I'm reading Middlesex by Jeffery Eugenides (very good so far, since you ask) and he's casually dropped into conversation the following statement:

'The Greeks had an old saying, too: "Red hair and blue eyes portend the devil".'

As the mother of a redheaded blue-eyed boy, this has amused me greatly - however it's a saying I have never heard of before and which I am struggling to find online. Is this actually a Greek saying?

Any help with this very important issue would be warmly received, thank you!

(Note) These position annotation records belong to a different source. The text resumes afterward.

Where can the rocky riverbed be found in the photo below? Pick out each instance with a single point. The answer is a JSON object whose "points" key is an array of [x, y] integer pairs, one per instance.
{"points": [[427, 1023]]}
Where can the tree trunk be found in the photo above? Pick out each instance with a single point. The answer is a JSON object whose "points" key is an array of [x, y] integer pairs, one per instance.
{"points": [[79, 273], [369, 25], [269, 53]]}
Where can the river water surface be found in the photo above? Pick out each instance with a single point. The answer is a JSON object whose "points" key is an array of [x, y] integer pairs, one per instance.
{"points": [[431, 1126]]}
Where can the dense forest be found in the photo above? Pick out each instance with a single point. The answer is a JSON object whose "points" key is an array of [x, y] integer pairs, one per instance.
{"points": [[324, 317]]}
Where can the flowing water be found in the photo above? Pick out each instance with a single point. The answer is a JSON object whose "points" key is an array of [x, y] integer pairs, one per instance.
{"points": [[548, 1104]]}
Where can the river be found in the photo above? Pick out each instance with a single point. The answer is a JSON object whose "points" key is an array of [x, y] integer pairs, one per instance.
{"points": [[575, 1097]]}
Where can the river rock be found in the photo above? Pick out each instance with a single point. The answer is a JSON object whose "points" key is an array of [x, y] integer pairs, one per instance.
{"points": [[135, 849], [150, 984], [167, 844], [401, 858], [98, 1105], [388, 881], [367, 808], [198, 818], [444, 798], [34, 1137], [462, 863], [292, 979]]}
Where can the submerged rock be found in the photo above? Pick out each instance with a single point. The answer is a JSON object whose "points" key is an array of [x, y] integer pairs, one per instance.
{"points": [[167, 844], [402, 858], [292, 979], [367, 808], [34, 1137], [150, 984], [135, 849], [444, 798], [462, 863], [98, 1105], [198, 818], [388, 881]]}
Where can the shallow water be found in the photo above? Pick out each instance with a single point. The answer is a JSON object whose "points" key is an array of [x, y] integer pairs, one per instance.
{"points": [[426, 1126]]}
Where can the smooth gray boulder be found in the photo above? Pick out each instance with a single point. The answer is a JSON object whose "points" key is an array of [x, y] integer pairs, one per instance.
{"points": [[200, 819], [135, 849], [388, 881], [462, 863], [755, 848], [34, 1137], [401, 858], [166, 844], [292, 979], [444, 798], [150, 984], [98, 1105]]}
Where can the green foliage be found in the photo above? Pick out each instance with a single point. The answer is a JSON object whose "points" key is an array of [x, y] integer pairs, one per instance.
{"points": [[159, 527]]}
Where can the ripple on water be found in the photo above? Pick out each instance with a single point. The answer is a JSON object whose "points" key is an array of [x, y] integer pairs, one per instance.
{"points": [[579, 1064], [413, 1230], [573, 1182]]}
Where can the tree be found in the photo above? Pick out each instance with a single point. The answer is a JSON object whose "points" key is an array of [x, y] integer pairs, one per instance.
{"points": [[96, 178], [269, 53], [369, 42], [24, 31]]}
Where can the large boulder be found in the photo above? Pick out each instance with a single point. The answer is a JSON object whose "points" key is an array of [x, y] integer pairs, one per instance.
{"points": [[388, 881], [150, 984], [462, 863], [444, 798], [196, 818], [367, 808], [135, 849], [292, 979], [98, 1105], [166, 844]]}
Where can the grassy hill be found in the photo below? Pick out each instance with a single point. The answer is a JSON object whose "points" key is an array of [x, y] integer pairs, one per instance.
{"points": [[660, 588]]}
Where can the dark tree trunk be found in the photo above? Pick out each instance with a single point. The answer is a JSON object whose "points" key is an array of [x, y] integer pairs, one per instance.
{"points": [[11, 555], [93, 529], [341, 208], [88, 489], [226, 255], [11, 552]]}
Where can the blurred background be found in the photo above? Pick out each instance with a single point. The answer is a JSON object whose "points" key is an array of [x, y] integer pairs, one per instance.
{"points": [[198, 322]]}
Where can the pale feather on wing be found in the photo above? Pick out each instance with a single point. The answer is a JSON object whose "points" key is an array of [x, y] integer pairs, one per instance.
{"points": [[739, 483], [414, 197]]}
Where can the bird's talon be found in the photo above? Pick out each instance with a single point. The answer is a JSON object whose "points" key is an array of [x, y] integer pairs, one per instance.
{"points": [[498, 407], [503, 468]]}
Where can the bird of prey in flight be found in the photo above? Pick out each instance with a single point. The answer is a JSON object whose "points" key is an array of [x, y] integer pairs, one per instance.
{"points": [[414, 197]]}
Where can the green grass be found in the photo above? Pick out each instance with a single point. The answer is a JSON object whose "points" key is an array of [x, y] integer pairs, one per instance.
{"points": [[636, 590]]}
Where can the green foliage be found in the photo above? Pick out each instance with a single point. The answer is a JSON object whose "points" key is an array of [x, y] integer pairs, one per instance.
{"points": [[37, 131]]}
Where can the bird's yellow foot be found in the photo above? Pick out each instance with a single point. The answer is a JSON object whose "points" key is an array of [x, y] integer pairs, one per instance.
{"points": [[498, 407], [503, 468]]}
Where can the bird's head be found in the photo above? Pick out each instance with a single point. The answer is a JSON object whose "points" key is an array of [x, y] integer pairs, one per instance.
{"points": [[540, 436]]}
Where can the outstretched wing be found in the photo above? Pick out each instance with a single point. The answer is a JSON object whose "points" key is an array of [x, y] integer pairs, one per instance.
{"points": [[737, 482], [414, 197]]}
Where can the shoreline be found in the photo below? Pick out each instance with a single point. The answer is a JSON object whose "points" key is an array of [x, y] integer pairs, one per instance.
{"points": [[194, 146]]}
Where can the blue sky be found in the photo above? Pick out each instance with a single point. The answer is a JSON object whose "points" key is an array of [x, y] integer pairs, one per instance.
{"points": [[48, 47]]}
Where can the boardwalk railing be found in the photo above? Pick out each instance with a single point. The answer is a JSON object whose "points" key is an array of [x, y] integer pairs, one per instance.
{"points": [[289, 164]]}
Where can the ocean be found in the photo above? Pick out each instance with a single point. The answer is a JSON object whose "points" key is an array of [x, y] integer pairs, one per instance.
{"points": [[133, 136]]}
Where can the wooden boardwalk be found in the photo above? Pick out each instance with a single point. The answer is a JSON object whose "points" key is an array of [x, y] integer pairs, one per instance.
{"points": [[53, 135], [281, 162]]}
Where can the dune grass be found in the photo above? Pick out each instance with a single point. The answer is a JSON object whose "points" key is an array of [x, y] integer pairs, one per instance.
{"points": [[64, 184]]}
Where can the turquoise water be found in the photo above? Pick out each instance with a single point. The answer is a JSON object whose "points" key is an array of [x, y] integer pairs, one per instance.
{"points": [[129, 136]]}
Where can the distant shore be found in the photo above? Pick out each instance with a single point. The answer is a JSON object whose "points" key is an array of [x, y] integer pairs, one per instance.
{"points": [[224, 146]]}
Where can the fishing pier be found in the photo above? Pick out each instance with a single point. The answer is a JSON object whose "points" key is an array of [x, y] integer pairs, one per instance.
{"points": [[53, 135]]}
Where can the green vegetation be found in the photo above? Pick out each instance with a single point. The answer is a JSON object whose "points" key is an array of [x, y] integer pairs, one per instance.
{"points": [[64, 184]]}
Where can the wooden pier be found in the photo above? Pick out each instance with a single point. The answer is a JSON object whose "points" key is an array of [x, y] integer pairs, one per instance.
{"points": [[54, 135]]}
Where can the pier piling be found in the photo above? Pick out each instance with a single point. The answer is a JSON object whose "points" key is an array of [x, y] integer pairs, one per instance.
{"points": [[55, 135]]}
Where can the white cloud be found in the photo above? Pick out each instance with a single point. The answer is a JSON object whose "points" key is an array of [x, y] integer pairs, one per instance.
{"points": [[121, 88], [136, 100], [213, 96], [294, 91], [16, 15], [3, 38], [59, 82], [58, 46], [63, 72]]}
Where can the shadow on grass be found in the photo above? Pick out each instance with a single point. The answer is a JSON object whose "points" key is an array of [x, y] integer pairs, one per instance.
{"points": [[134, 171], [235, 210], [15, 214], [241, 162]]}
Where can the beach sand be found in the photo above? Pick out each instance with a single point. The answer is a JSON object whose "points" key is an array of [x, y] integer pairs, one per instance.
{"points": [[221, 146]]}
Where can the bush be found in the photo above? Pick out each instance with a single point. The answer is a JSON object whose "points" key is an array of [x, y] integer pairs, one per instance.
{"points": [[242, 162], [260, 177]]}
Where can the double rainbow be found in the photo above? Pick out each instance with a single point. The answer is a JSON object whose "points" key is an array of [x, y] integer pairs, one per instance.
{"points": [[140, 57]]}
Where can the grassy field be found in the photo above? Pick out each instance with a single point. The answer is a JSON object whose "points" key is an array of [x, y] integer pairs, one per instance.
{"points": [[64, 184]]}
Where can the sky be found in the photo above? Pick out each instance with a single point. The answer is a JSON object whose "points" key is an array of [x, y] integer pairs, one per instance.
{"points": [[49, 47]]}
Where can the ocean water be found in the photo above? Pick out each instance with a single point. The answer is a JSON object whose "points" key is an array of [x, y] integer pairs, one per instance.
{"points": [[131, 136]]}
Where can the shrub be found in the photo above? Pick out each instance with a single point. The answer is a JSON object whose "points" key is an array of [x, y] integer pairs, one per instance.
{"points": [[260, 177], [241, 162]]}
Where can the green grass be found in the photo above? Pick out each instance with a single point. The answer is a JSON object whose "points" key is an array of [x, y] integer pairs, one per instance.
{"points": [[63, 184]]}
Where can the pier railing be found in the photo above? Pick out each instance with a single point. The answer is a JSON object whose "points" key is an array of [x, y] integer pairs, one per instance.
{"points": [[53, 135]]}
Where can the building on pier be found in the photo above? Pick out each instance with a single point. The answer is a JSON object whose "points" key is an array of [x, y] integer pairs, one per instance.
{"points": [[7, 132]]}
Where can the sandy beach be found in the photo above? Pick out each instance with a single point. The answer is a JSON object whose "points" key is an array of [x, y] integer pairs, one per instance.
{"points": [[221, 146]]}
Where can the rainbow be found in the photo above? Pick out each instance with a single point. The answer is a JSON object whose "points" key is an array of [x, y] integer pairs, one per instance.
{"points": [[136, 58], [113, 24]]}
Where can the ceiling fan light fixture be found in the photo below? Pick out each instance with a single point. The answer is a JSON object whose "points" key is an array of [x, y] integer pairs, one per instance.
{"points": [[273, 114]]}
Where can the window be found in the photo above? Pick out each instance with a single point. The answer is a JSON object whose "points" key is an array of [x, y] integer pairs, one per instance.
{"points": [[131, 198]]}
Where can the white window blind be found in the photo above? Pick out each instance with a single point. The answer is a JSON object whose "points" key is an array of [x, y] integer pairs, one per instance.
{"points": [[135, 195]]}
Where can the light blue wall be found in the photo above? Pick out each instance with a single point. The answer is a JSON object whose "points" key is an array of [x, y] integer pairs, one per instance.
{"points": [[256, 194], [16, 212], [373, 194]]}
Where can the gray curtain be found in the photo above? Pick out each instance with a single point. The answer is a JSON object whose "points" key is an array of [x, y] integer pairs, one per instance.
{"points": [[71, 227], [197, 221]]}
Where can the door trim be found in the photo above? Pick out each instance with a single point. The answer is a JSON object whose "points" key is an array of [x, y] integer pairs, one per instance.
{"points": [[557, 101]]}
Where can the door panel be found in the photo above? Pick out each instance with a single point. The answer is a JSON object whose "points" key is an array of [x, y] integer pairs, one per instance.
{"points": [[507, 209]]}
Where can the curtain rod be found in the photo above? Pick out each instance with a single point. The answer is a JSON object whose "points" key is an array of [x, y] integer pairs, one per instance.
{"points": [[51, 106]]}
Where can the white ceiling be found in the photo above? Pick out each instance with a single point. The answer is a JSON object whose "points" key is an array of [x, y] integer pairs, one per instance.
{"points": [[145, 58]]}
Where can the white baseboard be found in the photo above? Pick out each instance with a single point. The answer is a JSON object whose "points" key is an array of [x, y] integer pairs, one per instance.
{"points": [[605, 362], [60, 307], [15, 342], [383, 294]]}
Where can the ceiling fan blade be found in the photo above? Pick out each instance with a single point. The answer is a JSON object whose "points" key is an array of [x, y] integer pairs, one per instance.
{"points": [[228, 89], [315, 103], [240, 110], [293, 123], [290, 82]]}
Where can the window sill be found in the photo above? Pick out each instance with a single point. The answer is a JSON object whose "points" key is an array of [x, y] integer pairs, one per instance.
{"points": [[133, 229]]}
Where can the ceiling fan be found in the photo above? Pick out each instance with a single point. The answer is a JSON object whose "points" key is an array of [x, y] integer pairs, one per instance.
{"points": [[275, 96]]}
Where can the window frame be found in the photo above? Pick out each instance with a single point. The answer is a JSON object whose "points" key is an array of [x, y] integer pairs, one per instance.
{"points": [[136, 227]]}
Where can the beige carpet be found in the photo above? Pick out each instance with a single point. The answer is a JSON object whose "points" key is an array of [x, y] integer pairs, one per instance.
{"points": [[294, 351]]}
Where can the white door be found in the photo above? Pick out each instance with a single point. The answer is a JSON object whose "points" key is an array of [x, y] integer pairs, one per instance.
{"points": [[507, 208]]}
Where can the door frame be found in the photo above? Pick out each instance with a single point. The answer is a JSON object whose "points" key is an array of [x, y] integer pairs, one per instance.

Grin

OP posts:
birdling · 14/02/2021 13:54

I'm not greek and have no idea, but bumping this for you as I'm intrigued now.....

Prokupatuscrakedatus · 14/02/2021 14:02

The whole 'ginger bashing' in large parts of Europe (mainland and otherwise) is based on the belief that red hair is somehow related to the devil and to lacking a soul.
So I would not wonder if there were such a saying.

Moondust001 · 14/02/2021 14:19

@ContessaDiPulpo

I'm reading Middlesex by Jeffery Eugenides (very good so far, since you ask) and he's casually dropped into conversation the following statement:

'The Greeks had an old saying, too: "Red hair and blue eyes portend the devil".'

As the mother of a redheaded blue-eyed boy, this has amused me greatly - however it's a saying I have never heard of before and which I am struggling to find online. Is this actually a Greek saying?

Any help with this very important issue would be warmly received, thank you! Grin

I'm not Greek but I have a home there. Not that that is significant because it isn't, per se, Greek! It's a common European mythology. Southern Europeans do not tend to have red hair, and many ancient cultures in Europe / Southern Europe associate red hair, and especially red hair and blue eyes (which is a very rare combination to have) as being "evil", "of the devil" etc. It certainly predates Christianity as similar sayings are recorded in early Greece and the Roman Empire. There are a number of examples of Aristotle commenting negatively about people with red hair.

Nobody knows for certain, but red hair was much more common amongst north-western Europeans, who tended to be something of a bloodthirsty and barbaric lot (certainly from some points of view) so it is possible that this may be a racial memory of invaders and/or contact with people who didn't appear as civilised. Red hair is also associated with some "Turks" (historically), and you know how well Turks and Greeks have always got along!

My Cypriot friend has red hair (so, so bright red hair) and even today she gets some people "warding" off the evil eye when she's around them. She told me that Cypriot red hair re-emerges every now and then and originates from a previous "Turkish invasion" (although long before modern Turkey existed - about 4,000 years ago I seem to recall).

I recall an old woman in Greece telling me years ago that red headed people turned into vampires when they die, but I have never heard anyone else say that, so some people may believe it or not. She was a bit dotty, but then superstitions usually are!

Mustardbay · 14/02/2021 14:23

I think red and blonde were interchangeable in ancient Greece, so maybe a reference to blonde haired blue eyed northern Europeans?